Oxyfuel boosting also uses oxygen for combustion rather than air. It raises flame temperatures by eliminating nitrogen and increasing the oxygen concentration. It also raises the concentration of CO2 and H2O in the vicinity of the flame. And since these gases are mainly responsible for thermal radiation, they make gas jets more efficient.
Oxyfuel boost technology is primarily used in glass furnaces to:
Increase furnace pull rates
Improve product quality
Extend furnace life by preventing regenerator checker failures
Zero-port boosting
Using oxyfuel burners to boost the melting capacity of glass furnaces is a proven technology, especially in float furnaces. Over the past five years, furnaces with conventional zero-port oxyfuel technology have provided the industry with significant information on oxyfuel boosting. Feeding 10-15% more energy into the furnace in the critical melting area, for example, can boost pull rates, quality levels and furnace life.

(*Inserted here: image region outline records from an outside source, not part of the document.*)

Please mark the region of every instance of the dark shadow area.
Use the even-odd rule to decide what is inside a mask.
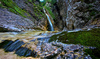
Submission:
[[[34,50],[32,51],[26,47],[22,47],[23,44],[25,43],[20,40],[16,41],[5,40],[2,43],[0,43],[0,49],[4,49],[5,52],[15,51],[15,54],[17,54],[18,56],[24,56],[24,57],[37,56],[37,53]]]

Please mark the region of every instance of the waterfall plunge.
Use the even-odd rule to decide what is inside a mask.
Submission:
[[[49,15],[46,13],[45,9],[43,8],[43,11],[44,13],[46,14],[47,18],[48,18],[48,22],[49,22],[49,25],[50,25],[50,31],[54,31],[54,28],[53,28],[53,25],[52,25],[52,22],[50,20],[50,17]]]

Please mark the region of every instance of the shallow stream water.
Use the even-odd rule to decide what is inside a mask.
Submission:
[[[43,59],[91,59],[85,55],[84,49],[89,47],[62,42],[49,41],[56,31],[25,31],[0,33],[0,48],[5,52],[13,52],[16,57]],[[61,39],[63,40],[63,39]],[[2,57],[3,58],[3,57]]]

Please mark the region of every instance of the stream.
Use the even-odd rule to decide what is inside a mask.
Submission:
[[[85,55],[83,45],[49,42],[50,37],[60,34],[56,31],[1,32],[0,48],[5,52],[13,52],[18,56],[40,59],[92,59]],[[10,58],[13,59],[13,58]]]

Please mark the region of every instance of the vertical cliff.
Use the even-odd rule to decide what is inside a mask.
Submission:
[[[95,20],[100,17],[99,0],[57,0],[53,5],[55,23],[60,29],[64,27],[68,30],[83,28],[93,18]]]

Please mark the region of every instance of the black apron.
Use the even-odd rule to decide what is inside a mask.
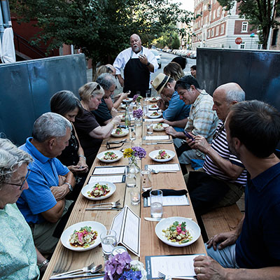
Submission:
[[[143,52],[143,48],[141,54]],[[130,97],[135,94],[141,94],[146,97],[146,91],[149,89],[150,71],[148,66],[140,62],[139,58],[132,58],[133,50],[130,55],[130,60],[127,62],[124,69],[125,86],[123,92],[131,91]]]

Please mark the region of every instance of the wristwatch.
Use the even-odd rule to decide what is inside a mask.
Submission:
[[[70,183],[64,183],[68,186],[68,188],[69,188],[70,192],[73,192],[73,187]]]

Convective Glass Melting (CGM) boosting
Integrating CGM burners into a furnace crown boosts melting capacity and enables manufacturers to achieve maximum output. This unique oxyfuel boosting technology transfers more energy to the glass melt by positioning the burner vertically instead of horizontally. This triggers convection, which combines with regular radiant transfer to boost heat transfer rates.
Hot-spot boosting
Hot-spot boosting is typically installed in end-port fired regenerative furnaces. However, it can also be applied to unit melters or recuperative furnaces. It is compatible with all types of glass and typically involves positioning two oxyfuel burners at a furnace’s hot spot. These burners can then be used to enhance glass convection currents, which improve residence time and increase quality. Adding more fuel enables more glass to be melted in the same furnace.